Les Quatre Saisons (Merrill)/Au crépuscule

Les Quatre SaisonsSociété du Mercure de France (p. 85-87).

AU CRÉPUSCULE

Allons, ô ma sœur, vers les calmes bergeries
Où les brebis grises bêlent leur appel aux agneaux
Sous ce crépuscule d’orage qui soudain s’irradie
De la forêt couveuse de ruisseaux et d’oiseaux.

Le sentier nous mène parmi les pâquerettes
Au bord de la rivière dont le fuyant silence
N’est troublé que du saut subit des ablettes
Et du rythme des rames qu’on balance en cadence.


Dans la pluie sanglotante de toute cette journée
Nous nous sommes consolés par l’espoir du soleil.
Victoire ! Le soir venu et les cloches sonnées,
Le vent secoue les gouttes qui tremblent encore aux treilles.

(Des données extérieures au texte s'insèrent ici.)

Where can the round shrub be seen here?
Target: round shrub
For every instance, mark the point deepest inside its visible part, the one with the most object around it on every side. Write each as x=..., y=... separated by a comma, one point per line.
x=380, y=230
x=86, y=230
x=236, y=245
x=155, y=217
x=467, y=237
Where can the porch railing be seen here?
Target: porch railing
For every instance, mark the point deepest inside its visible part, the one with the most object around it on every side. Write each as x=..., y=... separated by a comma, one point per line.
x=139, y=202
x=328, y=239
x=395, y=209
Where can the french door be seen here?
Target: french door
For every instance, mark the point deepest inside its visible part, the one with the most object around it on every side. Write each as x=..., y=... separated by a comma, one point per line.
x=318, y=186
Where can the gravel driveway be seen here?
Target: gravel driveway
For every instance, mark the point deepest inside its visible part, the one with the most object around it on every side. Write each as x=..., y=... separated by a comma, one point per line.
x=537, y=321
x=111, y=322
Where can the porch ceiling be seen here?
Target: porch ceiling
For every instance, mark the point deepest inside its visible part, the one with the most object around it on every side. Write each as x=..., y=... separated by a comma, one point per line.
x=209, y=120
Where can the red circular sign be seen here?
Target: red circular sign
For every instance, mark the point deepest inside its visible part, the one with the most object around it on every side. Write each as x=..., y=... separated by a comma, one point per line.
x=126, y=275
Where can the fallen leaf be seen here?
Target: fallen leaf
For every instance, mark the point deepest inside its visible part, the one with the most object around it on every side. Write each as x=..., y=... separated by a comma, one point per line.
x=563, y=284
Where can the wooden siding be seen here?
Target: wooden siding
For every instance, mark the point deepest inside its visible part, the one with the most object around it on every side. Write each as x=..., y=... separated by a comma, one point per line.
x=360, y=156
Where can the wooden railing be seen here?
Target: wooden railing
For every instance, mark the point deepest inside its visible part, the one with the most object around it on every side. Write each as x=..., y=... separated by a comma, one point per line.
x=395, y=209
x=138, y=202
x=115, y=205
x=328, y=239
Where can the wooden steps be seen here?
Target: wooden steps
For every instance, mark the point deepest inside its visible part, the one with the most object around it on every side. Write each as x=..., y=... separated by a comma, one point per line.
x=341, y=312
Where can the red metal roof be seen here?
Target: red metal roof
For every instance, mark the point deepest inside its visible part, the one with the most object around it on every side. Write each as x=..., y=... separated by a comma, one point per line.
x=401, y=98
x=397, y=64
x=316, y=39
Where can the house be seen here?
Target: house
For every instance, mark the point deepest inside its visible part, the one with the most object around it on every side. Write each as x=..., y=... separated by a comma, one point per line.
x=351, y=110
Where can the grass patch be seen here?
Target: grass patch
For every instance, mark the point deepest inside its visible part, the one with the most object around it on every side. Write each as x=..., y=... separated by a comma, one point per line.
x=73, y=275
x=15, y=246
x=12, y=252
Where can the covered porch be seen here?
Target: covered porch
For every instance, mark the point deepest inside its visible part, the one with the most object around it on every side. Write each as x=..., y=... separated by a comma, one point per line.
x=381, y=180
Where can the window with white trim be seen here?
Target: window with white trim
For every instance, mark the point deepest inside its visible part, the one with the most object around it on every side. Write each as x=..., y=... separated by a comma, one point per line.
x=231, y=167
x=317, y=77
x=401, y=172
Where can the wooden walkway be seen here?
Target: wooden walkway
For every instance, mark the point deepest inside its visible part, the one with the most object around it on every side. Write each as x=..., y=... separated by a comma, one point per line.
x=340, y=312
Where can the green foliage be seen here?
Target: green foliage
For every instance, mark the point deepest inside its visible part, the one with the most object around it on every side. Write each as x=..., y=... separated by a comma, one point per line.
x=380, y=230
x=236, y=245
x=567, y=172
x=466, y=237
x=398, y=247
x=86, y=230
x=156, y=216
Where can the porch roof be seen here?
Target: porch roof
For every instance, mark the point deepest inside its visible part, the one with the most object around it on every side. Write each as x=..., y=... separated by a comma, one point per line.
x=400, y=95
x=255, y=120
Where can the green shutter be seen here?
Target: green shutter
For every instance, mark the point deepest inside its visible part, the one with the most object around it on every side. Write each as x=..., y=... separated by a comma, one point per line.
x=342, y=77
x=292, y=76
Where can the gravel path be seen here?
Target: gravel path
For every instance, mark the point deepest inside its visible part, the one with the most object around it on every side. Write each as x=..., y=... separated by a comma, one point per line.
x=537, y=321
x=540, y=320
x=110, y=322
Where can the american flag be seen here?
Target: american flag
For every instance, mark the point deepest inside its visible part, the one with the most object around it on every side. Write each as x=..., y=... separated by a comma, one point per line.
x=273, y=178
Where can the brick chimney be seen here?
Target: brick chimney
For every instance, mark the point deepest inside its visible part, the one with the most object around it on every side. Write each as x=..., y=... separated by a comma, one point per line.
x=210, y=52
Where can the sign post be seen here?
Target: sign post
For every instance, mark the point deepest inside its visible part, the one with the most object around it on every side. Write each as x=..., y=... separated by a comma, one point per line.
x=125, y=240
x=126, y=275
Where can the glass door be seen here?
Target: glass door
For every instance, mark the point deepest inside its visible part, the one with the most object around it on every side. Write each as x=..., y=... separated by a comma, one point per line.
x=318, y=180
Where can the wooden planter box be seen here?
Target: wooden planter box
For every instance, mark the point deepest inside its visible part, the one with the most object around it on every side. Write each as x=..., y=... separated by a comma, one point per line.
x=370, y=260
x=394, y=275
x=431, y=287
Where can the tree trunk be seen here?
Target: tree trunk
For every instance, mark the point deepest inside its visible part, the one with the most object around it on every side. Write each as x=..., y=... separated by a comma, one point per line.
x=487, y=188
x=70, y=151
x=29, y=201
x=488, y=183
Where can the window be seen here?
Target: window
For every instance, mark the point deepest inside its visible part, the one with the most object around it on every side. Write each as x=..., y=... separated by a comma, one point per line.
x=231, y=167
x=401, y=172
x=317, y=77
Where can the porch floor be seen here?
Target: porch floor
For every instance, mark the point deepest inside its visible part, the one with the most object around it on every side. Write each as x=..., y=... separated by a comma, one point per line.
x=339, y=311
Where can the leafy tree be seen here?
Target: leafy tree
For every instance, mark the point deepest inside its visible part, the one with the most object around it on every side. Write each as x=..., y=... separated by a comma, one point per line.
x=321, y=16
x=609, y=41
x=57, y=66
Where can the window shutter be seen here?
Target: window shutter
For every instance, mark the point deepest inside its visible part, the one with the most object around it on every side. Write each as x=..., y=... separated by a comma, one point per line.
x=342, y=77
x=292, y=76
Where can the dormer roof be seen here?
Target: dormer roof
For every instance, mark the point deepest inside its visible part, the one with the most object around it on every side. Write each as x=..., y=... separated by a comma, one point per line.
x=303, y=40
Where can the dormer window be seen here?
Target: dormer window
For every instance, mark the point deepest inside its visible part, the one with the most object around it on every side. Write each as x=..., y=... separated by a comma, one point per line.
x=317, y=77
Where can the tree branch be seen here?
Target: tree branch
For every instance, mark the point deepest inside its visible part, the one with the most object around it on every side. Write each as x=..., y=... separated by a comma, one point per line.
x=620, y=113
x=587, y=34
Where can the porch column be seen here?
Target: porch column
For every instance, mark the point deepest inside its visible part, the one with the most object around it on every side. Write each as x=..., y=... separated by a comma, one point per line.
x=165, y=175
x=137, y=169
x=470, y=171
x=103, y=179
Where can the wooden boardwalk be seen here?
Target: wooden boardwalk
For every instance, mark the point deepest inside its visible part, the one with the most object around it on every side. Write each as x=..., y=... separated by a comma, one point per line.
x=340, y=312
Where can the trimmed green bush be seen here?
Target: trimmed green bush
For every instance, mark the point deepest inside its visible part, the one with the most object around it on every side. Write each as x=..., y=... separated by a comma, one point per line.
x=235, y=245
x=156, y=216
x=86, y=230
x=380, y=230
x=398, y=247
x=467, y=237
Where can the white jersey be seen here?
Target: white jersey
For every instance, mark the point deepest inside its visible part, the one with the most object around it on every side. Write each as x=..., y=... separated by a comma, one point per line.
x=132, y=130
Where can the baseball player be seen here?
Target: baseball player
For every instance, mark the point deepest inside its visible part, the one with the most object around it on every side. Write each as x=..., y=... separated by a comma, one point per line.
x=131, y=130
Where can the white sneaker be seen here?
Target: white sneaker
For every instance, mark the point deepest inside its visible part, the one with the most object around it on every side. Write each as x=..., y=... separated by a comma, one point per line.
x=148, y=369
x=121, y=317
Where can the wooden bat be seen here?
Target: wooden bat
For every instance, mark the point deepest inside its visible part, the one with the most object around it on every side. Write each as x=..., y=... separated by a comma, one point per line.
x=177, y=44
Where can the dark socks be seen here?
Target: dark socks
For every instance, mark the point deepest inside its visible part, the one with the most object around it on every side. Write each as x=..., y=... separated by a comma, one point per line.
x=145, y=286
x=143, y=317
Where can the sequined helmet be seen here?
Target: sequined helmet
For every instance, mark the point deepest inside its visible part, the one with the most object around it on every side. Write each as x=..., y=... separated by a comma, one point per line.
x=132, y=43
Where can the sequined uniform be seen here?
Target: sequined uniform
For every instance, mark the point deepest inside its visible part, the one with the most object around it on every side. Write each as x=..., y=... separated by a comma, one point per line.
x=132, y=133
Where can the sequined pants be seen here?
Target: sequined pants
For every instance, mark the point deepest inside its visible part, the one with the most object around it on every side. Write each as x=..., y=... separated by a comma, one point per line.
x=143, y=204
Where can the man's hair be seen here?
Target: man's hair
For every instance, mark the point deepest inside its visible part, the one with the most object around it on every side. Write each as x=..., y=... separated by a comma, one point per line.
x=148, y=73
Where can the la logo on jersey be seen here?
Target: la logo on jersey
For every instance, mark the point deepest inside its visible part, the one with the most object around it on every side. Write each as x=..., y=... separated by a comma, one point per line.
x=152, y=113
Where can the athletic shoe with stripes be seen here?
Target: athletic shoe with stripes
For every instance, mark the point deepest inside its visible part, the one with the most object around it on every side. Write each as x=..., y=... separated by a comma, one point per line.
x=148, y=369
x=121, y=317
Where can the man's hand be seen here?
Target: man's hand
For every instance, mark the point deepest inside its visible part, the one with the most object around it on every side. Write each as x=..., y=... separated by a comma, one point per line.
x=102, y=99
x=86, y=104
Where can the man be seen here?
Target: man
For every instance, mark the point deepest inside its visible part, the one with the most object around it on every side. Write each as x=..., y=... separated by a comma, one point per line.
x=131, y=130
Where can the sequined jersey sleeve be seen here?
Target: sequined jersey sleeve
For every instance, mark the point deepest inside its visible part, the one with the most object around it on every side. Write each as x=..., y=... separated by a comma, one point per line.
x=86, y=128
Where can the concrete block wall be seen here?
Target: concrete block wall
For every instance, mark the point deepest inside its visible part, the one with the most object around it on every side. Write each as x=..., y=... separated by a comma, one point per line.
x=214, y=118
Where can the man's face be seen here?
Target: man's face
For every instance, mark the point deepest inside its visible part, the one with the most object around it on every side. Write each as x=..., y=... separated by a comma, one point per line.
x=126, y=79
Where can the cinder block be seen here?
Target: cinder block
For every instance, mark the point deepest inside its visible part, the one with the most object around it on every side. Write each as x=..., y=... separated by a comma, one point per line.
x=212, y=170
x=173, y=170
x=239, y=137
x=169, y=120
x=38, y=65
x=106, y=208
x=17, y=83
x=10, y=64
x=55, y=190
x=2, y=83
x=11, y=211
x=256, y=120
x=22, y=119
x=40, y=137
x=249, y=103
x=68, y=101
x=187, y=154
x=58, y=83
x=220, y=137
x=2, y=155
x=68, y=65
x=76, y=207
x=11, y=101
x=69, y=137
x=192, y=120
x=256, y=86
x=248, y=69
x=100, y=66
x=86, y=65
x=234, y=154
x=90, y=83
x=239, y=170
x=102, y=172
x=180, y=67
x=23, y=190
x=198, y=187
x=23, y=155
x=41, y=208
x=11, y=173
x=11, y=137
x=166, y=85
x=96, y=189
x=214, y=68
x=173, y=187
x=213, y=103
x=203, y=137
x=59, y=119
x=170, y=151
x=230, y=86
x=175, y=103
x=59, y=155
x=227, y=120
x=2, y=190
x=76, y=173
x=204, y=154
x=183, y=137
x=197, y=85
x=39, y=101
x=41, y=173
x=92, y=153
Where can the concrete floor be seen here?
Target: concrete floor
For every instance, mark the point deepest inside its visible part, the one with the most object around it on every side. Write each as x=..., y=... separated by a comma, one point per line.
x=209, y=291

Notre maison est lointaine où tu pleurais d’ennui
Et je lisais les livres qu’ont laissés tant de morts ;
Morts nous-mêmes, semblait-il, nous ne sûmes aujourd’hui
Nous dire que des mots d’oubli et de remords.

Mais puisque ce crépuscule est propice à l’amour
Qui pleure l’heure ravie aux baisers et au rêve,
Donne-moi tes clairs yeux où meurt déjà le jour
Comme dans un double miroir s’éteint l’éclair d’un glaive.

Sois douce comme une qui se souvient du bonheur,
Je serai lent comme un qui s’attarde à l’église,
Et nous sentirons des astres éclore dans nos cœurs
Aux tintements de l’Angélus qui agonise.


La rivière fait plus vite sous de légères brumes,
L’on n’entend plus l’eau battue qui dégoutte des rames,
Et déjà le rossignol s’égosille sous la lune
À chanter le règne du mystère et des âmes.

Les brebis grises, là-bas, ont cessé de bêler
À cette heure équivoque de la mort et de la vie.
Et si nous sommes si tristes, c’est d’avoir peur d’aimer,
En allant, ô ma sœur, vers les calmes bergeries.